AI technology is set to penetrate at least 30-percent of the smartphone space within the fourth quarter of this year, according to research by DigiTimes. The firm also noted that hardware-based solutions that use separate processors for AI functions are slowly becoming more popular than the somewhat more limited software solutions still seen in many smartphones. The research points to specialized neural processing units made for neural networks as seeing a rise in popularity in the near future. This is reportedly thanks to high demand for AI-based services like image recognition, voice processing and facial recognition.

The reason for the rise of neural processing units is that, quite simply, they’re the best at what they do in their field. One example of that can be seen in a comparison between two 2017 flagship chipsets, Qualcomm’s ever-popular Snapdragon 835, which found its way into phones like the Lenovo Moto Z2 Force and the Samsung Galaxy S8, and Huawei’s HiSilicon Kirin 970 chip, which graced its top-of-the-line Honor offerings. The HiSilicon chip uses a separate neural processing unit made by Cambrian, while the Snapdragon 835 uses Qualcomm’s own Hexagon digital signal processor, repurposed with new code and a few hardware tweaks. The dedicated silicon left the Hexagon in the dust in a number of image recognition and AI processing tests. Some vendors, such as Apple, are still using software-side solutions that don’t have any dedicated silicon inside the chipset but instead pull resources for AI processing from the main system stack.
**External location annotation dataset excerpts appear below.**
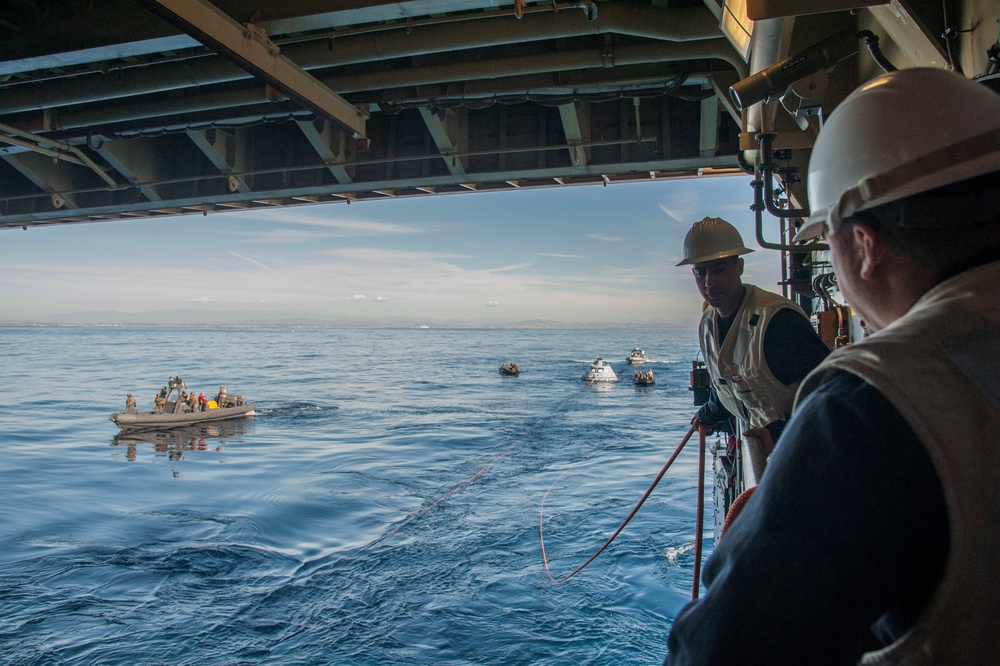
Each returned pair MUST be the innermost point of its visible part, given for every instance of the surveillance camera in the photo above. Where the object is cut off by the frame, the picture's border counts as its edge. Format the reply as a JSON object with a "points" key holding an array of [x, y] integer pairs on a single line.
{"points": [[771, 83]]}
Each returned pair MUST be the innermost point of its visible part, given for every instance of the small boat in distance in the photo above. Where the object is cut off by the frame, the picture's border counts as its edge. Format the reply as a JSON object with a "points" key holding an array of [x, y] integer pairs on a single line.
{"points": [[644, 378], [637, 357], [174, 407], [600, 371]]}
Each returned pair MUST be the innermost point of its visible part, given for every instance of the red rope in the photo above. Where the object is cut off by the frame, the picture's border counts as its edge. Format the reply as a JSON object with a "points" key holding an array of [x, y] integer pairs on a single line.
{"points": [[541, 516], [699, 521]]}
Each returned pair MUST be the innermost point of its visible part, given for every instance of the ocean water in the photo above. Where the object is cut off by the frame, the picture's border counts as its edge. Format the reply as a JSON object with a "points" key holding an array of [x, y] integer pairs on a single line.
{"points": [[382, 506]]}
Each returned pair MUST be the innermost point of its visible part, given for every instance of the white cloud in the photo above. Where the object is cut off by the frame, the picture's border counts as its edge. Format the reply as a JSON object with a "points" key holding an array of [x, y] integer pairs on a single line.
{"points": [[682, 203]]}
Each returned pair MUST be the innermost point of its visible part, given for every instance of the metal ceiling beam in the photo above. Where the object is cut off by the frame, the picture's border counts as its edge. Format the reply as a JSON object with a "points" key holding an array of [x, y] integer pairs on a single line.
{"points": [[249, 47], [623, 172], [449, 132], [330, 146]]}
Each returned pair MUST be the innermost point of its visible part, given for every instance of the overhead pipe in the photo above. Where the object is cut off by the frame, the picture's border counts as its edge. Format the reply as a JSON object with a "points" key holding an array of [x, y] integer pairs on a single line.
{"points": [[670, 25], [766, 170]]}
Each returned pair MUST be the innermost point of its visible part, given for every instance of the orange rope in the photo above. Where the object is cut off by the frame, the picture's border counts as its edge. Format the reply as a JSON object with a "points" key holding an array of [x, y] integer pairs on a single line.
{"points": [[541, 516], [699, 521]]}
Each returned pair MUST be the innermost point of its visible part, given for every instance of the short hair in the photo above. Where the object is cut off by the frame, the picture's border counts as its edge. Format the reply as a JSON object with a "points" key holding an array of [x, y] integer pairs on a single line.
{"points": [[933, 228]]}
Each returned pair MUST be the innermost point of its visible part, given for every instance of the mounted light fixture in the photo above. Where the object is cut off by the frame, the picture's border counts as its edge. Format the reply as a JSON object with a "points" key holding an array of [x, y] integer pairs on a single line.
{"points": [[735, 25], [771, 83]]}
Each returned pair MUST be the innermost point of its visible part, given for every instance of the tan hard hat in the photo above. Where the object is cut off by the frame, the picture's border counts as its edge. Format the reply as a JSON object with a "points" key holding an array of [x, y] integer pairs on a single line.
{"points": [[900, 134], [712, 238]]}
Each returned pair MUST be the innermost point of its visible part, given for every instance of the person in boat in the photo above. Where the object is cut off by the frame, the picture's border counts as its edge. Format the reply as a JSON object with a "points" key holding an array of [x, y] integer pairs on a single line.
{"points": [[875, 526], [757, 345]]}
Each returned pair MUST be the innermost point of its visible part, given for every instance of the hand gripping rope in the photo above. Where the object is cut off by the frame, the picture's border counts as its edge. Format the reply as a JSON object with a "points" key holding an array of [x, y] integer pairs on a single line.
{"points": [[699, 519]]}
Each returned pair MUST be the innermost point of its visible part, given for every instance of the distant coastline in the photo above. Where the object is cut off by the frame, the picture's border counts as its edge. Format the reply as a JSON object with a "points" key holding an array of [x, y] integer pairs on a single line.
{"points": [[192, 318], [553, 325]]}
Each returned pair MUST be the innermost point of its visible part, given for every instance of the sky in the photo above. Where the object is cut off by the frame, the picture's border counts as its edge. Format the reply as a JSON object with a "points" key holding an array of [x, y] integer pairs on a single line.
{"points": [[585, 254]]}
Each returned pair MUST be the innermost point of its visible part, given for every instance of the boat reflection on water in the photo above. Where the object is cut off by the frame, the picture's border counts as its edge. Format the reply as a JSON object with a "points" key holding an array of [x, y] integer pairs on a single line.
{"points": [[176, 442]]}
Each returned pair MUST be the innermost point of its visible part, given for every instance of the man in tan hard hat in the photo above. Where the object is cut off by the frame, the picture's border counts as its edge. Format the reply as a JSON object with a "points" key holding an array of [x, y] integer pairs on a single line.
{"points": [[757, 345], [874, 537]]}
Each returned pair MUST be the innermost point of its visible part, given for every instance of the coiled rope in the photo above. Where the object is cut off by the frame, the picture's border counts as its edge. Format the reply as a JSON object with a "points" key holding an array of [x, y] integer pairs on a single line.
{"points": [[673, 457]]}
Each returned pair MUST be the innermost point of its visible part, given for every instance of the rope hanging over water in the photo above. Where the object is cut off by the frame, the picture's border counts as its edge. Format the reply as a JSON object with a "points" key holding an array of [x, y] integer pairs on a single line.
{"points": [[415, 516], [673, 457]]}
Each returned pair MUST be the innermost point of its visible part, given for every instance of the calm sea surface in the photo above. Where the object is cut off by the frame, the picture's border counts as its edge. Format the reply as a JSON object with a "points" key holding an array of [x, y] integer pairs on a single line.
{"points": [[327, 528]]}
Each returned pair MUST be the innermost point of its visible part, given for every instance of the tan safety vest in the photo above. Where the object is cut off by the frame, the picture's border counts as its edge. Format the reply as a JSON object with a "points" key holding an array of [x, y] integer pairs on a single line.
{"points": [[939, 365], [743, 382]]}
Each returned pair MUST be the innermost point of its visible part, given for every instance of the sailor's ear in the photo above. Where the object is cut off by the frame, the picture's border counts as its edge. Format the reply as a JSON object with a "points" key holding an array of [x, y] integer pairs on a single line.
{"points": [[871, 250]]}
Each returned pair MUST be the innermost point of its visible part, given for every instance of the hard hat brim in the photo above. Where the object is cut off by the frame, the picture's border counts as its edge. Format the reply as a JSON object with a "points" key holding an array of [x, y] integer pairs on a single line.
{"points": [[714, 256]]}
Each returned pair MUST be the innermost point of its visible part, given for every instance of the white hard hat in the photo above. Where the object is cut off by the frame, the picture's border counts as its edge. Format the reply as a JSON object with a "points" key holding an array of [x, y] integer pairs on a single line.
{"points": [[898, 135], [712, 238]]}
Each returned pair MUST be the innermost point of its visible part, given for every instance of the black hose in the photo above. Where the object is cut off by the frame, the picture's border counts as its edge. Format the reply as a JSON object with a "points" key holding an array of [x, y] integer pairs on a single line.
{"points": [[871, 41]]}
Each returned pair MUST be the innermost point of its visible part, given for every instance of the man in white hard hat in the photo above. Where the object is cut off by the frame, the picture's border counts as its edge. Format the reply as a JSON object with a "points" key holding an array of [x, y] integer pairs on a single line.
{"points": [[757, 345], [874, 537]]}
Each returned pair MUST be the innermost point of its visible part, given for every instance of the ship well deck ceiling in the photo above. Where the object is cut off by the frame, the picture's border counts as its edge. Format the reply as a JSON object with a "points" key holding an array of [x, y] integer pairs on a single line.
{"points": [[117, 109]]}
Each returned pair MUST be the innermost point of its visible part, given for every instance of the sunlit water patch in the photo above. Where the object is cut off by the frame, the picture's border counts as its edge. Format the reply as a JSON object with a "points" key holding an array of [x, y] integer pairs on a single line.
{"points": [[381, 507]]}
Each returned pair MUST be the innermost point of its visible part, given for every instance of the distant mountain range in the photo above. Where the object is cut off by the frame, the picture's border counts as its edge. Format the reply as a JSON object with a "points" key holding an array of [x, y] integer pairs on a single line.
{"points": [[248, 318]]}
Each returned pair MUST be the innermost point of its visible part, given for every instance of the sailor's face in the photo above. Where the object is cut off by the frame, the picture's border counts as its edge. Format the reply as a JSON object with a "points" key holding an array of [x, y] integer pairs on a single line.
{"points": [[719, 283]]}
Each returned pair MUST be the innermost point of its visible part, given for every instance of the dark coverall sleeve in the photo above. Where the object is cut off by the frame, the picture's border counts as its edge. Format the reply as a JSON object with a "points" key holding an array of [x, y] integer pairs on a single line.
{"points": [[837, 551]]}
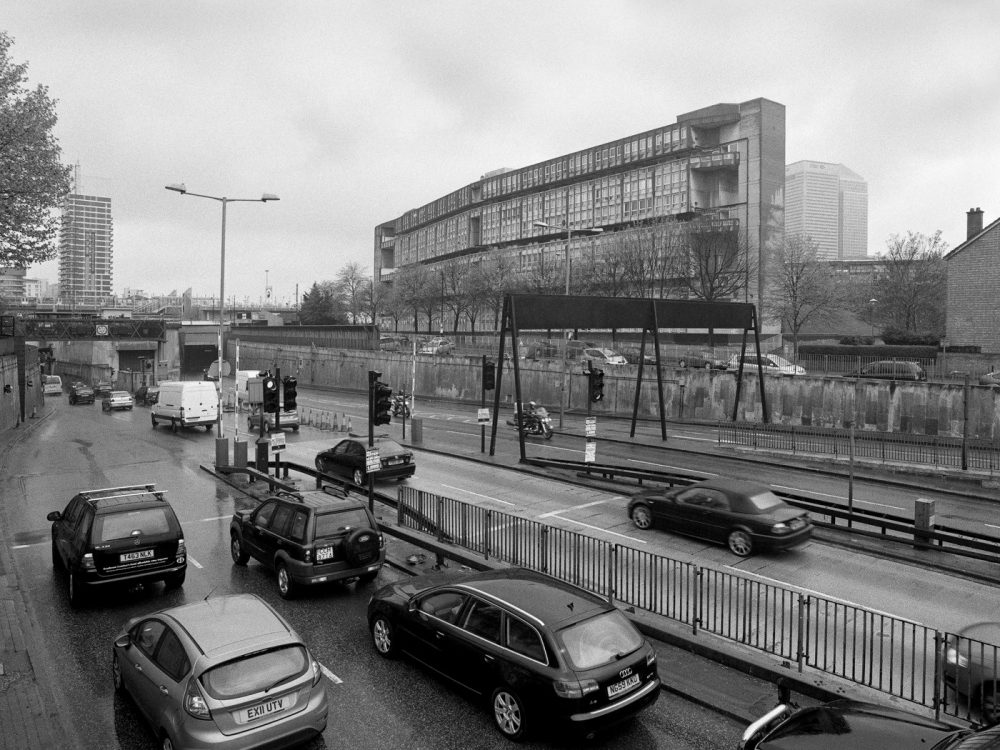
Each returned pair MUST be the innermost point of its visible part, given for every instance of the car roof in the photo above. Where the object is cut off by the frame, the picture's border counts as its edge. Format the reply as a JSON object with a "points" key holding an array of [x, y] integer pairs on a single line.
{"points": [[555, 603], [237, 622]]}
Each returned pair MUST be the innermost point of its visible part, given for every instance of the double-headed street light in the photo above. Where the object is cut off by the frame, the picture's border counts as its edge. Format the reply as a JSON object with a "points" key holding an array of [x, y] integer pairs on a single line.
{"points": [[182, 189]]}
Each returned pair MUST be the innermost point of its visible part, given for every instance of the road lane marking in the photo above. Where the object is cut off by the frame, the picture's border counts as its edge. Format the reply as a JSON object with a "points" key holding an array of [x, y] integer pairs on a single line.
{"points": [[330, 675], [667, 466], [485, 497]]}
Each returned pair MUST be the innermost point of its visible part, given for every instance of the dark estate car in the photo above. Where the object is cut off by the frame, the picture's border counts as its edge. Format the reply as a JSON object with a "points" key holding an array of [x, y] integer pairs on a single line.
{"points": [[744, 515], [309, 538], [225, 672], [859, 726], [347, 459], [538, 649], [890, 370], [81, 393], [118, 535]]}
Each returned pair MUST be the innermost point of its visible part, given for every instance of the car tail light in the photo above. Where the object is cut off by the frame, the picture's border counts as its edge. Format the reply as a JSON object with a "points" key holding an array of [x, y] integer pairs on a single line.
{"points": [[574, 688], [194, 701]]}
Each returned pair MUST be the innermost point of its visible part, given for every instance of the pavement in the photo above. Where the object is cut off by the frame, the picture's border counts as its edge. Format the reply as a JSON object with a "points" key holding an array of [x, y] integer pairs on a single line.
{"points": [[734, 680]]}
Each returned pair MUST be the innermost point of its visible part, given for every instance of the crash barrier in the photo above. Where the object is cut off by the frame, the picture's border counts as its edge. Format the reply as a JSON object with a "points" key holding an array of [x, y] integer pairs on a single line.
{"points": [[884, 447], [901, 658]]}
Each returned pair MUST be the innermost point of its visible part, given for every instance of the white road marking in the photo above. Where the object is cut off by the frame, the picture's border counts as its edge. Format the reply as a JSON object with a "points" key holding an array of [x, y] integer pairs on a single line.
{"points": [[476, 494], [667, 466], [820, 594], [330, 675]]}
Native AI technology in smartphones is very quickly making the shift from novelty to necessity as big players lead the way with useful AI features that users can take advantage of in their everyday lives. Apple, for example, introduced a new feature for select handsets in iOS 12 that allows users to measure things around them, and even in pictures that have already been taken in some cases, without any additional apps. Naturally, this trendsetting move will almost certainly be emulated by Android OEMs in the near future. Meanwhile, Qualcomm and its contemporaries have been using onboard machine learning and other AI tools in smartphones to power small optimizations to the system and to the user experience, along with AI-based applications in the area of image processing and natural language processing.